One also has the classical Bonnet-Myers and Synge theorems.
The Bonnet-Myers theorem states that if $M$ is complete with Ricci curvature bounded below $\delta > 0$, then $M$ is compact with finite fundamental group.
The idea of the proof is the opposite of the one in Matt E's answer. In positive (sectional) curvature, geodesics tend to get stuck together. One uses this to show that geodesics past a certain length (something like $\pi/\delta^2$) cannot continue to minimize.
It follows that if $B_r(0)\subseteq T_p M$ is any closed ball with radius $r > \pi/\delta^2$, then $exp(B_r(0)) = M$. In particular, you've written $M$ as the compact image of a continuous function so it's compact.
The theorem about the fundamental group is an immediate corollary: look at the universal cover $\tilde{M}$. One can "pull back" the metric so that the covering map is a local isometry. Hence, the same curvature estimates apply to $\tilde{M}$, so it, too, must be compact. But a compact manifold can only finitely cover something, so the fundamental group of $M$ is finite.
To push this to Ricci, one uses a nice trick: if $\text{Ric} > 0$, then the sectional curvature in some directions must be $> 0$, and one uses these directions only to show geodesics eventually stop minimizing.
The Synge theorems have a different style of proof. Here's one version of the theorem: suppose $M$ is compact with positive curvature, and $f:M\rightarrow M$ is an isometry. Suppose $\text{dim}(M)$ is even and $f$ is orientation preserving OR $\text{dim}(M)$ is odd and $f$ is orientation reversing. Then $f$ has a fixed point.

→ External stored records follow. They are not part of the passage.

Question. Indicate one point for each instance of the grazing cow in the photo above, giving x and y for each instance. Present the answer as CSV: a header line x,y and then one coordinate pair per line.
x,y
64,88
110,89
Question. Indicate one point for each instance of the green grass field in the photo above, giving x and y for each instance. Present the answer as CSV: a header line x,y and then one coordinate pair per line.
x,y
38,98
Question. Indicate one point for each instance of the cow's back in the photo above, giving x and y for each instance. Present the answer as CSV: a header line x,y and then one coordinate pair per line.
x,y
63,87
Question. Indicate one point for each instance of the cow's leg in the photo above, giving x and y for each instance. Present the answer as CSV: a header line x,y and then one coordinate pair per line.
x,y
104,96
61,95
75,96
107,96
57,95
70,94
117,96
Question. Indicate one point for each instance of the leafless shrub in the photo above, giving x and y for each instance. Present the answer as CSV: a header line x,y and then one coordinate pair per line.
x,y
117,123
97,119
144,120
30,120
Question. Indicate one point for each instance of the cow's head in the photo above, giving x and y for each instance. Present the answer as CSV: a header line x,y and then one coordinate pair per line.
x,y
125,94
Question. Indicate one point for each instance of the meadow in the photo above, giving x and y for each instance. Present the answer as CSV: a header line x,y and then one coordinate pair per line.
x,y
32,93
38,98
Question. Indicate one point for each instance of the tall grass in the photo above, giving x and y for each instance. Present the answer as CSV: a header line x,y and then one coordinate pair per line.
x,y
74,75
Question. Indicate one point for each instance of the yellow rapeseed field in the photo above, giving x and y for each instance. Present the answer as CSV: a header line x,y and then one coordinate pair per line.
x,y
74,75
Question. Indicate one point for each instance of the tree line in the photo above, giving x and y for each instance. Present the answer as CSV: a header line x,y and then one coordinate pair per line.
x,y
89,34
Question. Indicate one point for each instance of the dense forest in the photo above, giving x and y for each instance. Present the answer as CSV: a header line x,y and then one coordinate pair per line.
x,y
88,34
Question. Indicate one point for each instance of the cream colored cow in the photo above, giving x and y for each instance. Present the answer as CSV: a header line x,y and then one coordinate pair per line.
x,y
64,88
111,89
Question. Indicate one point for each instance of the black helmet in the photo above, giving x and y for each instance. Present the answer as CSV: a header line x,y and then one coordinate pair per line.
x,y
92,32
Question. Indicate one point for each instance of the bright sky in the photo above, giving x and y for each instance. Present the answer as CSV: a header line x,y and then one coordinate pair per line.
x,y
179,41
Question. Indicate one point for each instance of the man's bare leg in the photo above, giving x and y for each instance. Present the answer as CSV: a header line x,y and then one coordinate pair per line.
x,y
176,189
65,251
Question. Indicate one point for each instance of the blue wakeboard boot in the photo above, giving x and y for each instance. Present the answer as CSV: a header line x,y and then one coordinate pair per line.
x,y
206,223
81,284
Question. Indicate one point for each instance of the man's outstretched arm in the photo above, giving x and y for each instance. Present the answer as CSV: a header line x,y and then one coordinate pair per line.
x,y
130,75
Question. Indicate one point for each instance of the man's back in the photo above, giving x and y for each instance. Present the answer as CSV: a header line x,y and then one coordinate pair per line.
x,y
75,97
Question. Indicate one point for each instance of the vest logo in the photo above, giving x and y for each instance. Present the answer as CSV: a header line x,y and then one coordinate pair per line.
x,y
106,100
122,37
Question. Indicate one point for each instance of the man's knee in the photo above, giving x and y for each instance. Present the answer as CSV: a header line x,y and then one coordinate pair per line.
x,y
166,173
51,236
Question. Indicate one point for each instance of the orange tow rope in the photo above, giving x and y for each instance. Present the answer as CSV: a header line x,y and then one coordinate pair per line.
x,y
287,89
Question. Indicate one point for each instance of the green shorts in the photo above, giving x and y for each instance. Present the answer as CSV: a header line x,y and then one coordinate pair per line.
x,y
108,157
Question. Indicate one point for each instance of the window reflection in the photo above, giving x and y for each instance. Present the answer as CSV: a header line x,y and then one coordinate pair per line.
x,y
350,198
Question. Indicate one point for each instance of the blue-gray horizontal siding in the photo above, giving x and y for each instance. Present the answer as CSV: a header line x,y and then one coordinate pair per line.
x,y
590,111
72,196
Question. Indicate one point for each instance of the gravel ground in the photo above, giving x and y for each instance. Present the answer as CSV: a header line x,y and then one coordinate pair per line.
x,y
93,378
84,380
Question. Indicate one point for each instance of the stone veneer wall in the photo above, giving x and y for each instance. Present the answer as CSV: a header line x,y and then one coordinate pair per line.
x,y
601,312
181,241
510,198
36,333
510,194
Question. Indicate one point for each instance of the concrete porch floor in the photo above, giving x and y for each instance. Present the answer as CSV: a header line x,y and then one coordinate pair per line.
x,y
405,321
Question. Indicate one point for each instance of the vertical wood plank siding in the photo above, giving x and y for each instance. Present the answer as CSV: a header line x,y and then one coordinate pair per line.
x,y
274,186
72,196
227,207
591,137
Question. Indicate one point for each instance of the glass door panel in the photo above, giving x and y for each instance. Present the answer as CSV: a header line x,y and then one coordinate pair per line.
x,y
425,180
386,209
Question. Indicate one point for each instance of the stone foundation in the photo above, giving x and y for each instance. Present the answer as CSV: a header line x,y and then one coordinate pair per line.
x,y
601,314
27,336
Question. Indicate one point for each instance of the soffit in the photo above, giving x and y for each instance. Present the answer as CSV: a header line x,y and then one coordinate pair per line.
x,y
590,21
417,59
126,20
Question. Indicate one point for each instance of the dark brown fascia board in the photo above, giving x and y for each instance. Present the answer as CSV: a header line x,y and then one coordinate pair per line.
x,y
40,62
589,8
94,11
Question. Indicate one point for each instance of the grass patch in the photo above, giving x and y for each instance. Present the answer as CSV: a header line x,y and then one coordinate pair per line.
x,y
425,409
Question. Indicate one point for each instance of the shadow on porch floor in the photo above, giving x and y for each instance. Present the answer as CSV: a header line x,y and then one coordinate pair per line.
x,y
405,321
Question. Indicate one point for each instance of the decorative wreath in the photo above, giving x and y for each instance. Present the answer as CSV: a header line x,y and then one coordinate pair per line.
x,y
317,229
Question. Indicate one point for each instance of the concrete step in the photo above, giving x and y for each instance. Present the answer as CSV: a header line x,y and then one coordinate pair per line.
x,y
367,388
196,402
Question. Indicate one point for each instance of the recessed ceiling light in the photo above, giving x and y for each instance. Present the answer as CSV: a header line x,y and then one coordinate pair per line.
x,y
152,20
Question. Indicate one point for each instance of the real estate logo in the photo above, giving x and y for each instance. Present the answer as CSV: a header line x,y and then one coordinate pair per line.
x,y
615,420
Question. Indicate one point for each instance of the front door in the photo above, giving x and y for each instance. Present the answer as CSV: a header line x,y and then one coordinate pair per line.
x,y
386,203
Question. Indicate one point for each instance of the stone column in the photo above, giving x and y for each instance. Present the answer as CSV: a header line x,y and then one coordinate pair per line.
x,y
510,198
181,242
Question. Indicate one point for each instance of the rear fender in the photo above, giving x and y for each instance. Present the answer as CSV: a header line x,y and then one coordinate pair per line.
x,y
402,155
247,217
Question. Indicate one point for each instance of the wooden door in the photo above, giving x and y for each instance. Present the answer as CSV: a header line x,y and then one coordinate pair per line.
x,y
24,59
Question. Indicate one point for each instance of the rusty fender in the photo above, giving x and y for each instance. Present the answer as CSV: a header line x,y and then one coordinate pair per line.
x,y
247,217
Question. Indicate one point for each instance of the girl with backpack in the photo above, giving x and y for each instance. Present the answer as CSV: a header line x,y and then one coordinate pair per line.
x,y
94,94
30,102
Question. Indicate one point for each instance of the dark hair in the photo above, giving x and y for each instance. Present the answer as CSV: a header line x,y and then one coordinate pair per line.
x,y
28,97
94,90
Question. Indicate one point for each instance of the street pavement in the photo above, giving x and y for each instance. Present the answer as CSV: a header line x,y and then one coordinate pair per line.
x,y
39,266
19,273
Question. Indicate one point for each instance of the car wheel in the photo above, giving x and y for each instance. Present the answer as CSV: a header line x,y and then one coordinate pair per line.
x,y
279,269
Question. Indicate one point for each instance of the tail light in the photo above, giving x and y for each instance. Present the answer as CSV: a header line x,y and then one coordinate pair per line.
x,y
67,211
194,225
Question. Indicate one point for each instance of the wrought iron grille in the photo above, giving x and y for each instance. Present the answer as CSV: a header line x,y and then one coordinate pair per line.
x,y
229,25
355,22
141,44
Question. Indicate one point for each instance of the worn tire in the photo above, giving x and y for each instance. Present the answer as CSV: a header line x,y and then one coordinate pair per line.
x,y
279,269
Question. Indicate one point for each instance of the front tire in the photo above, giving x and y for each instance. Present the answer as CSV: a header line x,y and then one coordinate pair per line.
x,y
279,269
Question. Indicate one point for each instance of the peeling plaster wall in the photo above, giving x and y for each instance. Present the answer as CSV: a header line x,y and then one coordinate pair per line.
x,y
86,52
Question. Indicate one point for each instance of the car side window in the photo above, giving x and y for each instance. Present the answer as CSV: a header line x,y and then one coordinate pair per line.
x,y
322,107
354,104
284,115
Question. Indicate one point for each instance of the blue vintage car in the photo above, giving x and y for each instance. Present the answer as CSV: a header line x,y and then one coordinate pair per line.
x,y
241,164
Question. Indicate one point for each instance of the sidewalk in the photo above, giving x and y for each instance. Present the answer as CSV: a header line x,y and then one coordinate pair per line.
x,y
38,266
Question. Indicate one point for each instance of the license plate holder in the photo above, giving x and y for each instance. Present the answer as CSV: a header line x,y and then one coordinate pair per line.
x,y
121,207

The proof is straightforward: suppose not. Choose $p\in M$ with $d(p,f(p))$ as small as possible. Choose a minimal geodesic from $p$ to $f(p)$. One then computes variations of the geodesic (this uses the parity of the dimension, if I recall correctly), and shows that some nearby geodesic is smaller, contradicting your choice of $\gamma$.
As a corollary, one learns that the fundamental group of an even dimension positively curved compact manifold is either trivial or $\mathbb{Z}/2\mathbb{Z}$. For, suppose $M$ satisfies all the hypothesis. Look at the deck group action on $\tilde{M}$. If it's orientation preserving, it has a fixed point, but the only deck transformation with a fixed point is the identity. If it's orientation reversing, then it's square is orientation preserving, and hence is the identity, so all elements are of order 2 in $\pi_1$. If there are 2 orientation reversing maps, then their product is orientation preserving and hence the identity, so there is at most one element of order 2.
Likewise, in odd dimensions, the corollary is that $M$ must be orientable, since the deck group must acts on $\tilde{M}$ by orientation preserving maps.
Finally, to just randomly answer one of your other questions, curvature can affect higher homotopy groups. As Matt E pointed out, in negative (really, nonpositive) curvature, the universal cover is $\mathbb{R}^n$, implying all higher homotopy groups vanish. In positive curvature, this is a very important and currently unsolved problem.